Le tre stazioni sono a nostro avviso di diseguale qualità, con un mirabile primo squilibrio (o riequilibrio) nella prima in cui il ruolo protagonistico viene afferrato con ferma autorevolezza dal padre Monaldo (artefice anacronistico di un’attenzione educativa tirannica ma appassionata) roccioso difensore di un’idea del mondo ricevuta e indiscutibile. La sua presenza ossessiva ma non priva di inattesi addolcimenti governa il piccolo regno familiare con una madre funerea ed ottusa degna di una tragedia barocca e i tre fratelli: oltre a Giacomo, Carlo e Paolina, scherzosi e complici, custodi incuriositi del genio del primogenito. Grande merito del fascinoso equilibrio di questa prima parte va alla precisione della ricostruzione scenografica, alla mano leggera con cui il regista intreccia opera e vita e, soprattutto alla perfetta calibratura della prova degli attori: Massimo Popolizio, “commendatore” implacabile e insieme padre affettuoso, sempre pronto alla sprezzatura che rompe la granitica infelicità della “missione”, Isabella Ragonese, quasi miracolosa nel tenere insieme la gioia amorosa dell’ammirazione e i presentimenti di un mediocre destino, Paolo Graziosi, asciutto e onnipotente zio materno, Sandro Lombardi che dà corpo e consistenza ad un padre confessore che appare necessario nell’accentuazione mirabile dell’anacronistico mondo nobiliare. E anche, naturalmente, Elio Germano, “giovane favoloso” già fragile e talentuoso ma ancora imbrigliato dalla dominate struttura dei formidabili attori che fanno da argine al suo protagonismo.

 


Una scena del film


La seconda stazione è la meno felice, (forse quella che interessa meno il regista) e l’aspetto didascalico dilaga nei vuoti chiacchiericci di accademie e salotti artistico mondani con il poeta già ammorbato dall’accentuarsi della deformità e il suo interprete già avviato sulla strada straripante del virtuosismo.
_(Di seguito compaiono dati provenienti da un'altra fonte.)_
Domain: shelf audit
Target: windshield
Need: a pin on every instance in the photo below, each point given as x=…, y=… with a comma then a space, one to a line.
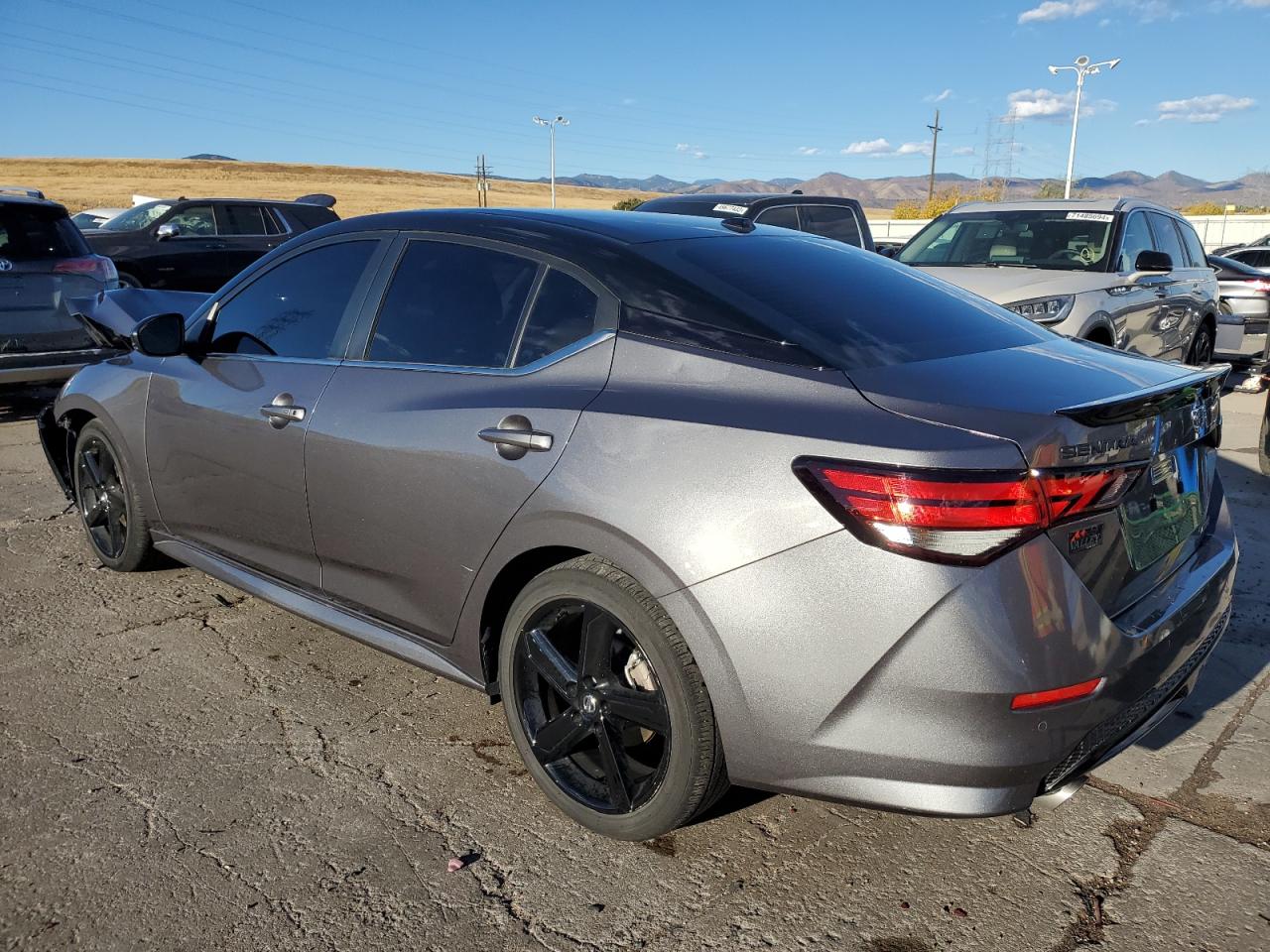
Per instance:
x=137, y=217
x=1053, y=240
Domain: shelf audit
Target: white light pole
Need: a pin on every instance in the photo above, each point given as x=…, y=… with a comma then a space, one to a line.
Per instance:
x=1082, y=67
x=552, y=125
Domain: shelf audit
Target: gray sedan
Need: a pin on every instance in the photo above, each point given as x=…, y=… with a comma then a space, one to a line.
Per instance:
x=701, y=502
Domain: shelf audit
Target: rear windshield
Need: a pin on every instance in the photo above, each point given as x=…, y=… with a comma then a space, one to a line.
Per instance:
x=1051, y=240
x=851, y=307
x=39, y=232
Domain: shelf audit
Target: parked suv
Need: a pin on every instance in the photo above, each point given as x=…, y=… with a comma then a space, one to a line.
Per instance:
x=1125, y=273
x=198, y=244
x=45, y=263
x=826, y=216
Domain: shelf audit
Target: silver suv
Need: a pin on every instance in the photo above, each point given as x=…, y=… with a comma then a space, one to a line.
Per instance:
x=1125, y=273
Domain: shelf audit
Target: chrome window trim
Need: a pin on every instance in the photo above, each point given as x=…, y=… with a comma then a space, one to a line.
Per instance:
x=541, y=363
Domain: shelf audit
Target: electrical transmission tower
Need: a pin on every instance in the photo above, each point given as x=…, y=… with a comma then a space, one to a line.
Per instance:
x=998, y=154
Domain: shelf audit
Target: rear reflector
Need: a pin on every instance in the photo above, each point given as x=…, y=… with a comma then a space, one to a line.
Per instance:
x=1056, y=696
x=957, y=516
x=91, y=266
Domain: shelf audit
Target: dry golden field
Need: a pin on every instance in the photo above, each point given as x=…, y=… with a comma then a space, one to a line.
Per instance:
x=108, y=182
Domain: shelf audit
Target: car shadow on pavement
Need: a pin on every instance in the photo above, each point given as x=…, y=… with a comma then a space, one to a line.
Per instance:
x=24, y=403
x=1243, y=652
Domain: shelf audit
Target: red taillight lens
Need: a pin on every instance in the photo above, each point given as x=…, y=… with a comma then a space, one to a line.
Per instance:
x=957, y=516
x=1056, y=696
x=91, y=266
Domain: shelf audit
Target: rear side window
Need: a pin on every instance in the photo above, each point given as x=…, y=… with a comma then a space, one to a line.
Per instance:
x=833, y=221
x=296, y=308
x=784, y=217
x=243, y=220
x=1167, y=240
x=851, y=309
x=563, y=312
x=452, y=304
x=1193, y=245
x=39, y=232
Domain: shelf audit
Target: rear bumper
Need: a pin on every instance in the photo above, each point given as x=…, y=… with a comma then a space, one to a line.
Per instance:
x=48, y=367
x=890, y=685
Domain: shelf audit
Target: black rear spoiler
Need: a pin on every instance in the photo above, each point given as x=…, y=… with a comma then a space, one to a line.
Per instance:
x=318, y=198
x=1144, y=404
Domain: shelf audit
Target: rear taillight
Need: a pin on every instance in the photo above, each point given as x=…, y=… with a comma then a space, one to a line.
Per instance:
x=957, y=516
x=90, y=266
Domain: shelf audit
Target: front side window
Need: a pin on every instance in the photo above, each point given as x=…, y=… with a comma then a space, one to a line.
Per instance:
x=563, y=312
x=241, y=220
x=295, y=308
x=452, y=304
x=1167, y=240
x=833, y=221
x=1051, y=240
x=1137, y=239
x=195, y=220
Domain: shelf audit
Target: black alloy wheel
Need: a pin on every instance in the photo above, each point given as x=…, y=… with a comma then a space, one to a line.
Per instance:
x=592, y=706
x=103, y=500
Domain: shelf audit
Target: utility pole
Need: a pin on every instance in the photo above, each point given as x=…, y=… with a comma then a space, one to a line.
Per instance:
x=935, y=144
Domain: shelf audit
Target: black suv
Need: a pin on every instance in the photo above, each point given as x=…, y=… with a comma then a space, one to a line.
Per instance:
x=826, y=216
x=198, y=244
x=45, y=264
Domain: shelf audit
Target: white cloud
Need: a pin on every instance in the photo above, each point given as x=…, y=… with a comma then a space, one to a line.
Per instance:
x=1048, y=104
x=874, y=146
x=1209, y=108
x=690, y=150
x=1058, y=10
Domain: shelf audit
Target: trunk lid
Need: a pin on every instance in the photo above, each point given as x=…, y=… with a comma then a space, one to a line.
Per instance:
x=1072, y=405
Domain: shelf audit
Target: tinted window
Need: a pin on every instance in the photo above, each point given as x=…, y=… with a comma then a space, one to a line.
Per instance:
x=832, y=221
x=33, y=232
x=296, y=308
x=243, y=220
x=453, y=304
x=1167, y=240
x=563, y=312
x=1194, y=246
x=852, y=309
x=1137, y=239
x=194, y=220
x=784, y=217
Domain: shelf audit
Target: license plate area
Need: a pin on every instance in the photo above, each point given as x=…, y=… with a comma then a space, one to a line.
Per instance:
x=1169, y=507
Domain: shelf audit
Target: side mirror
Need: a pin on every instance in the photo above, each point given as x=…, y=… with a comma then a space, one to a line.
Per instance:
x=1153, y=263
x=160, y=335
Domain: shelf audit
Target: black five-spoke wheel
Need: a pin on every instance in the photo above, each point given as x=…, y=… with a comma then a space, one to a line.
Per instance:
x=592, y=706
x=102, y=497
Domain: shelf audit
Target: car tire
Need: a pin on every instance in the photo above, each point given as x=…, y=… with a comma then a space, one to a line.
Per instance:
x=108, y=504
x=607, y=712
x=1265, y=439
x=1202, y=347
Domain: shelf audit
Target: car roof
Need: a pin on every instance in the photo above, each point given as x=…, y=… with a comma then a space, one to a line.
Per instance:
x=1072, y=204
x=625, y=227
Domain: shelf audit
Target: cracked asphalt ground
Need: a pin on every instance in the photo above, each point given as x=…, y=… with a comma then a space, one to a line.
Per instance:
x=185, y=767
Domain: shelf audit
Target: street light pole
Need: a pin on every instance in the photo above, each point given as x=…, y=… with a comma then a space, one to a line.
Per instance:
x=552, y=125
x=1082, y=67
Gli spettatori sono costretti a sorbirsi stranoti aneddoti scolastici, presentazioni a raffica di insigni personaggi dell’intellighenzia del tempo costretti in due parole (Vieusseux, Tommaseo, Niccolini, forse c’è pure Gino Capponi) e l’inevitabile avvio della relazione amicale con Antonio Ranieri, i  brividi rivoluzionari, la storia della fascinazione per Fanny (Targioni Tozzetti, opportunamente sedotta dal bel Ranieri). I pur eccellenti attori implicati sono costretti in qualche battuta di cortesia, mentre Michele Riondino inaugura con quel sorriso, che accompagnerà stucchevolmente anche la terza ben più drammatica tappa del percorso, quella finale a Napoli.

 


Una scena del film


In questa terza parte l’interesse sonnecchiante del regista si risveglia e la grande esperienza dei luoghi e della cultura a lui così familiari lo rende più ardito non tanto nell’indicazione dei passi canonici (coppe di gelato ad ogni ora, incattivirsi del carattere, sporcizie e debolezze varie) quanto nella creazione smisurata di una discesa agli inferi finalmente lontana dall’agiografia e potentemente visionaria. In essa gli intoppi dell’anima  sono avviluppati da una sorta di eccesso deformante in cui l’iniziazione sessuale e l’ingaglioffamento nel ventre della città assumono il valore di una creazione autonoma. Anche il vagabonaggio nella città ormai preda del colera (verosimilmente l’autentica causa di morte del poeta) e l’esplosione finale del Vesuvio con la sua forza e la sua lava pietrificata rendono emozionante la speranza che rinasce nell’ultima estrema lettura de la Ginestra.

 

Elio Germano pare entusiasmare pubblico e critica. Personalmente il nostro apprezzamento è stato inversamente proporzionale al suo procedere. Il suo virtuosismo ci ha piano piano infastidito, allontanandoci dall’essenza più coinvolgente e sottile della ricreazione dell’autore.